Here's a recap of six of the major events of the past year, based on Echelon Insights' chart:

  • The Michael Brown shooting: According to Twitter mentions, the August 9 shooting of unarmed black 18-year-old Michael Brown in Ferguson, Missouri, was by far the year's biggest news event. After three months, a grand jury in Missouri decided not to indict Darren Wilson, then a Ferguson police officer, for the shooting. The shooting and the grand jury's decision led to a wave of protests around the country against what many view as racial disparities in the criminal justice system, further bolstered by another grand jury's decision not to indict the New York City police officer who killed Eric Garner, who was also unarmed at the time of this death.
  • Midterm elections: The 2014 elections led to sweeping victories for Republicans in federal and state legislatures. But ballot measures produced a series of victories for liberals as well: four states hiked their minimum wages, voters in Alaska, Oregon, and Washington, DC, approved marijuana legalization, North Dakota and Colorado voters rejected new restrictions on abortions, and Washington state voters approved a new gun control measure.
  • The 2014 Ebola outbreak: This year produced the worst outbreak of Ebola in history, so far leading to nearly 5,000 more deaths than all previous outbreaks combined. But the epidemic has been mostly contained to West Africa, with a handful of cases slipping to the US and Europe.
  • Sony got hacked: Hackers in late November took a massive trove of private files from Sony Pictures Entertainment, a major Hollywood movie studio. The US government connected the cyber attack to North Korea — allegedly because the dictatorship wanted to stop the release of The Interview, a movie in which two journalists assassinate North Korean leader Kim Jong Un. Sony originally pulled the movie from the market but later allowed some theaters to carry it and approved its digital release, to some success.
  • President Barack Obama loosened the embargo on Cuba: The US and Cuba on December 17 announced a historic deal in which they both agreed to normalize relations — or, essentially, become friends. For both countries, the loosened restrictions represent a massive shift in diplomatic ties more than 50 years after the US imposed an embargo on the small communist country.

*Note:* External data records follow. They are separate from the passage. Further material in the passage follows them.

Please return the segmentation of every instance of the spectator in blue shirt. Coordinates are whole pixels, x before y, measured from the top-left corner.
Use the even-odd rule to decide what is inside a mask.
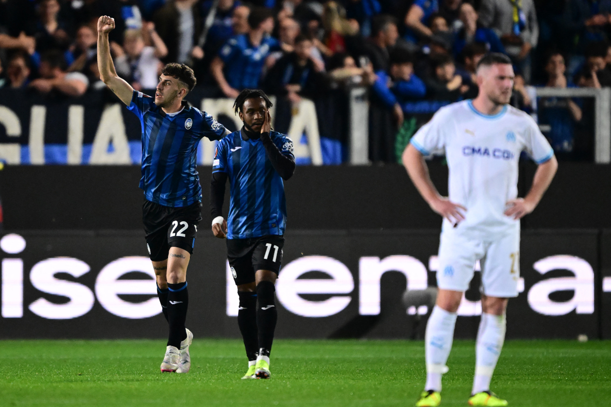
[[[477,12],[471,4],[463,3],[460,7],[463,28],[456,34],[454,40],[453,52],[455,58],[458,57],[466,45],[474,43],[484,44],[489,52],[505,53],[505,47],[499,36],[492,29],[478,24],[478,18]]]
[[[565,76],[566,67],[564,57],[558,52],[552,52],[545,65],[547,74],[546,86],[554,88],[576,87],[568,82]],[[569,98],[545,98],[538,103],[539,123],[547,124],[549,131],[544,134],[556,153],[573,151],[575,123],[580,121],[581,108]]]
[[[405,16],[405,25],[409,29],[405,39],[417,43],[419,37],[428,38],[433,35],[433,32],[428,27],[429,19],[439,11],[439,0],[414,0]]]
[[[243,89],[258,88],[265,59],[279,48],[277,40],[269,37],[274,29],[271,10],[254,7],[248,16],[248,34],[227,41],[210,66],[213,76],[227,98],[238,97]]]

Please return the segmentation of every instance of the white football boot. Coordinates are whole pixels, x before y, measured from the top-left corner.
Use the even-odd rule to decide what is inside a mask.
[[[175,346],[169,346],[166,348],[166,356],[161,362],[161,372],[176,372],[180,361],[180,351]]]
[[[176,373],[189,373],[189,370],[191,369],[189,346],[193,342],[193,334],[186,328],[185,328],[185,330],[187,331],[187,337],[185,340],[180,342],[180,361],[178,362],[178,369],[176,370]]]

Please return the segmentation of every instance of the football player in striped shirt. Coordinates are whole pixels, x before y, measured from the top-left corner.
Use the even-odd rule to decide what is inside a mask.
[[[241,129],[219,142],[213,163],[212,231],[227,237],[227,259],[238,286],[238,325],[248,357],[243,379],[269,378],[269,353],[278,318],[274,283],[282,261],[287,204],[283,180],[293,176],[293,142],[271,130],[271,102],[244,89],[235,100]],[[229,179],[229,215],[222,214]]]
[[[115,71],[108,33],[114,20],[98,20],[98,67],[104,83],[140,119],[144,191],[142,220],[157,292],[169,325],[162,372],[186,373],[193,334],[185,327],[189,296],[186,270],[201,220],[202,187],[196,168],[197,145],[204,137],[222,139],[225,128],[183,99],[196,85],[186,65],[169,63],[155,98],[134,90]]]

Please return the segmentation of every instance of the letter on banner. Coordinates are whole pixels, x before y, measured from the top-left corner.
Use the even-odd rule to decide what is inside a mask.
[[[307,135],[307,146],[300,142],[304,131]],[[318,120],[316,115],[316,106],[313,101],[307,99],[301,99],[299,104],[299,113],[291,118],[287,135],[293,139],[295,158],[309,157],[313,165],[323,165]]]
[[[594,312],[594,271],[585,260],[574,256],[551,256],[533,265],[541,274],[552,270],[568,270],[574,277],[548,278],[537,283],[529,291],[529,304],[543,315],[565,315],[575,310],[577,314]],[[549,299],[556,291],[574,292],[573,298],[565,302]]]
[[[0,106],[0,124],[4,126],[9,137],[21,135],[21,123],[15,112],[6,106]],[[19,143],[0,143],[0,160],[9,164],[21,163],[21,145]]]
[[[321,272],[331,279],[302,279],[308,272]],[[334,296],[324,301],[305,300],[299,294],[348,294],[354,289],[352,273],[343,263],[324,256],[306,256],[293,260],[278,276],[276,294],[285,308],[302,317],[328,317],[348,306],[349,296]]]
[[[108,152],[112,143],[114,151]],[[130,145],[119,103],[106,106],[100,119],[98,131],[91,149],[90,164],[131,164]]]
[[[54,304],[41,298],[30,304],[30,311],[47,319],[71,319],[89,312],[95,301],[91,290],[78,283],[55,278],[57,273],[67,273],[78,278],[89,271],[87,263],[73,258],[54,258],[35,264],[30,272],[30,280],[34,288],[67,297],[70,301],[65,304]]]
[[[232,275],[231,267],[229,262],[225,262],[227,267],[225,268],[225,280],[227,281],[225,293],[227,294],[227,314],[229,317],[238,316],[238,308],[240,307],[240,297],[238,295],[238,287],[235,286],[235,281]]]
[[[120,280],[127,273],[144,273],[150,279]],[[134,256],[121,258],[107,264],[95,280],[95,295],[104,309],[122,318],[148,318],[161,312],[157,298],[155,271],[148,258]],[[140,303],[125,301],[119,295],[155,295]]]
[[[68,109],[68,164],[78,165],[82,160],[82,132],[85,108],[73,104]]]
[[[45,164],[45,123],[46,107],[34,105],[30,110],[30,164]]]
[[[426,268],[411,256],[389,256],[380,261],[378,257],[363,257],[359,261],[359,313],[380,313],[380,279],[387,272],[403,273],[408,290],[423,290],[428,285]]]

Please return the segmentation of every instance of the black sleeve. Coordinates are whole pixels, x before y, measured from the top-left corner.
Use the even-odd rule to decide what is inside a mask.
[[[222,171],[213,173],[210,181],[210,213],[213,219],[223,215],[223,200],[225,199],[225,184],[227,181],[227,173]]]
[[[265,152],[271,161],[271,165],[280,176],[282,177],[282,179],[287,181],[293,176],[293,173],[295,172],[295,157],[282,154],[271,140],[269,133],[262,133],[261,141],[265,147]]]

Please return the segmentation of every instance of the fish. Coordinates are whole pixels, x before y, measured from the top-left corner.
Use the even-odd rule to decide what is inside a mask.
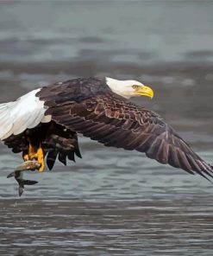
[[[7,176],[7,178],[15,177],[16,181],[17,182],[18,187],[18,195],[22,196],[24,191],[24,185],[34,185],[38,183],[36,181],[31,180],[24,180],[22,178],[23,173],[22,171],[25,170],[32,170],[34,171],[35,170],[39,170],[41,164],[38,161],[35,160],[29,160],[25,161],[22,164],[18,166],[13,172]]]

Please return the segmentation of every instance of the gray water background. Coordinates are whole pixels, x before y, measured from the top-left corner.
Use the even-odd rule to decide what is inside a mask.
[[[213,163],[213,2],[0,2],[0,102],[78,76],[135,79]],[[83,159],[22,198],[0,146],[0,255],[212,255],[212,184],[79,138]]]

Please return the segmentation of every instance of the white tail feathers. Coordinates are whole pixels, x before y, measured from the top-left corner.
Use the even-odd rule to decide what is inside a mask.
[[[40,123],[48,123],[51,116],[45,116],[44,102],[35,97],[41,89],[34,90],[16,101],[0,104],[0,139],[17,135]]]

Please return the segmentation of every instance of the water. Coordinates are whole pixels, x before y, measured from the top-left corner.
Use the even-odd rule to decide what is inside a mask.
[[[136,79],[160,115],[212,163],[212,2],[0,3],[0,102],[78,76]],[[212,255],[212,184],[82,137],[83,159],[7,175],[0,145],[1,255]]]

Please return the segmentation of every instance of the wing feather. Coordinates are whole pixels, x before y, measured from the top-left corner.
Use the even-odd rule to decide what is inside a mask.
[[[212,176],[212,168],[158,114],[112,92],[91,93],[89,87],[82,88],[78,83],[67,86],[64,98],[56,89],[43,94],[41,89],[39,96],[49,106],[46,115],[106,146],[136,150],[191,174]]]

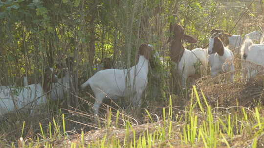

  • Obamacare's birth control mandate fell in court: The Supreme Court on June 30 ruled that Obamacare's birth control mandate, which required companies to provide birth control coverage for workers, violated religious freedoms. The decision allows "closely-held" corporations, in which five or fewer people own the majority of the business, to opt out of the mandate if they have a sincere religious objection to birth control. The Obama administration followed the ruling with a regulation that requires employers notify workers if they don't cover birth control.